Church: Dorchester, Wis., Salem Evangelical Church 50th Ann.

Contact: janet@wiclarkcountyhistory.org

 

Surnames: Seager, Thiel, Schmidt, Marks, Bursack, Zellner, Zimmerman, Schuelke, Kolander, Kalwitz

 

Source: Dorchester, Wis. Public Library

 

 

 

50th Anniversary of Dorchester Salem Evangelical Church

 

 

The Salem Evangelical Church accommodated three overflow crowds Sunday when the final services in honor of the Golden Jubilee were held with Bishop Lawrence H. Seager of Le Mars, Iowa officiating at the morning and evening services, and the afternoon service featuring the jubilee service with Rev. Thiel and G. F. Schmidt, charter member, speaking.

 

The Sunday meetings culminated a week of services under the charge of various pastors who had served the Dorchester congregation.  The Reverends E.W. and John Marks and L.G. Bursack were the former pastors present for the week evening services.

 

During the Sunday afternoon service Brother G.F. Schmidt told an interesting history of the Little White Church as an eye witness to the many changes and developments.  Following his talk the members of the congregation presented a beautiful basket of flowers to him in commemoration of his half century of service in the church.

 

The Rev.
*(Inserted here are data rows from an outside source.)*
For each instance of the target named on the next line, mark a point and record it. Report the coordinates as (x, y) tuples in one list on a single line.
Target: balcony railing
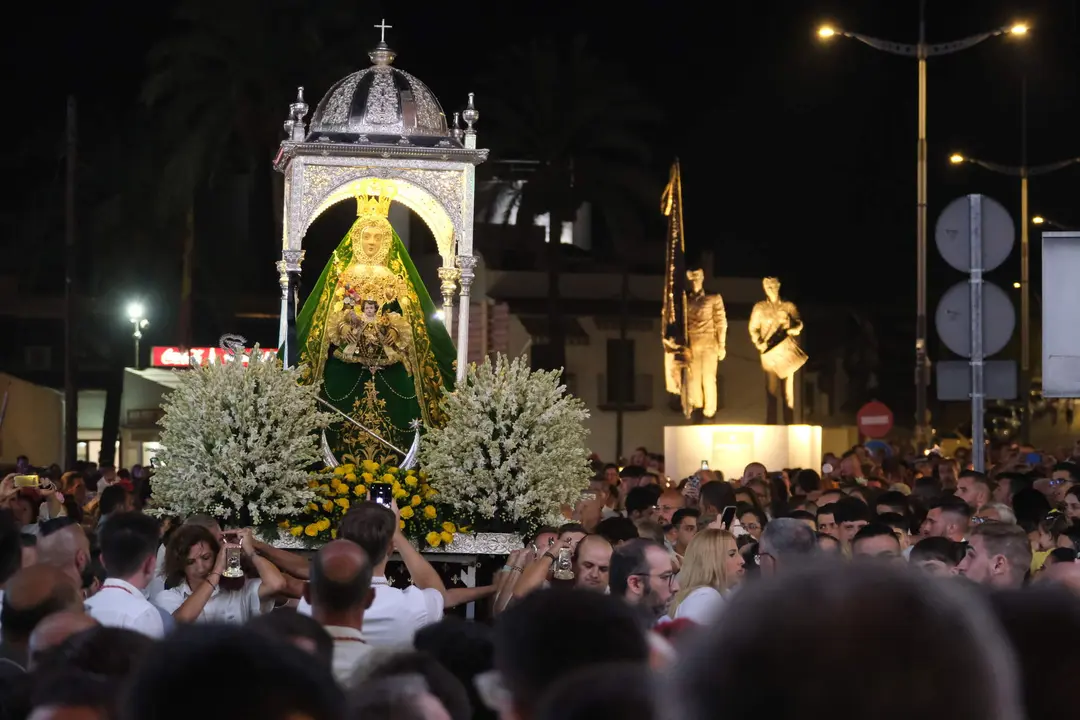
[(636, 396)]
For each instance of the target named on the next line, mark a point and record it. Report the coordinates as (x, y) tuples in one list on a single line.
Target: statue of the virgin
[(369, 339)]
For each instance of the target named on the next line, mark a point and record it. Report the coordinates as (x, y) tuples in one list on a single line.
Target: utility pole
[(70, 261)]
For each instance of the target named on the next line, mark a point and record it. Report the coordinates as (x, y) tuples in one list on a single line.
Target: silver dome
[(376, 103)]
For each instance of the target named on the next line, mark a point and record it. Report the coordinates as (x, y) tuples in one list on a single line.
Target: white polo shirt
[(350, 652), (121, 605), (701, 605), (395, 615), (229, 607)]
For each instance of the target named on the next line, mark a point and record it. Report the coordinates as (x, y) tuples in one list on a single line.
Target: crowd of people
[(879, 586)]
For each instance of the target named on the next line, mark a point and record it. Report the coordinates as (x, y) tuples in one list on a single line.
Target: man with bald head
[(670, 502), (66, 548), (755, 470), (339, 592), (55, 629), (592, 564), (31, 595)]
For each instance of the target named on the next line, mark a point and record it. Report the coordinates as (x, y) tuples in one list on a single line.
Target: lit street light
[(921, 51), (1023, 171), (136, 314)]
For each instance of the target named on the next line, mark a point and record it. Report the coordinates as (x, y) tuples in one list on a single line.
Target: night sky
[(798, 157)]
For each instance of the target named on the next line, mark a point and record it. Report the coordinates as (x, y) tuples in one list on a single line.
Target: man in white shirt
[(129, 552), (339, 593), (394, 615)]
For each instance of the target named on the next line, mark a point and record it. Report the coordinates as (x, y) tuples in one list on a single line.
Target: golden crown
[(375, 198)]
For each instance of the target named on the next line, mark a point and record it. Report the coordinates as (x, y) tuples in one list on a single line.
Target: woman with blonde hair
[(711, 569)]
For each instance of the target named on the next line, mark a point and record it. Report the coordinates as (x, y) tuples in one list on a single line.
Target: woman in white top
[(712, 568), (193, 565)]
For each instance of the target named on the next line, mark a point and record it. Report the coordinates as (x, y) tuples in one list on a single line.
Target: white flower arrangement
[(238, 443), (513, 447)]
L. H. Thiel, pastor of the congregation, in his jubilee address Sunday afternoon said:

 

“Two score and ten years ago, our father brought forth to this community a new church, conceived in Christ and dedicated to the proposition that all men shall be saved.  Now, we are engaged in a great spiritual war against sin, testing whether that church or any other church so conceived and so dedicated, can long endure.  We are met on a great battlefield of that war.  We have come to honor and commemorate those who gave their lives that this church might be brought into an active existence and that the power of God through the love of Jesus Christ, our Lord, should convict every heart of sin and bring it to repentance.

 

“It is altogether fitting and proper that we should do this, but in a larger sense, we cannot dedicate, we cannot consecrate, we cannot hallow this ground.  The brave men living and dead, who struggled here, have consecrated it above our power to add or detract.  The world will little note nor long remember what we say here, but it can never forget wheat they did here.  It is for us, the living, rather to be dedicated to the unfinished work which they who fought here have thus far so nobly advanced.  It is rather for us to be dedicated to the great task remaining before us; that from these honored souls we take increased devotion to that cause for which they gave their every full measure of devotion; that we here highly resolve that these honored souls shall not have labored in vain, that this church in Christ shall have a new birth of spirit of God and that this church of the people, by the people and for the people, shall not perish from the earth.”

 

Members of the Marshfield, Chili and Butternut congregations and Rev. E. Zellner of Marshfield, and Rev. G. Zimmerman of Chili, assisted with the musical details of the program.  Other pastors attending were Rev. Schuelke of Tomah, Rev. C. Kolander of Eau Claire and Rev. J.R. Kalwitz of Medford.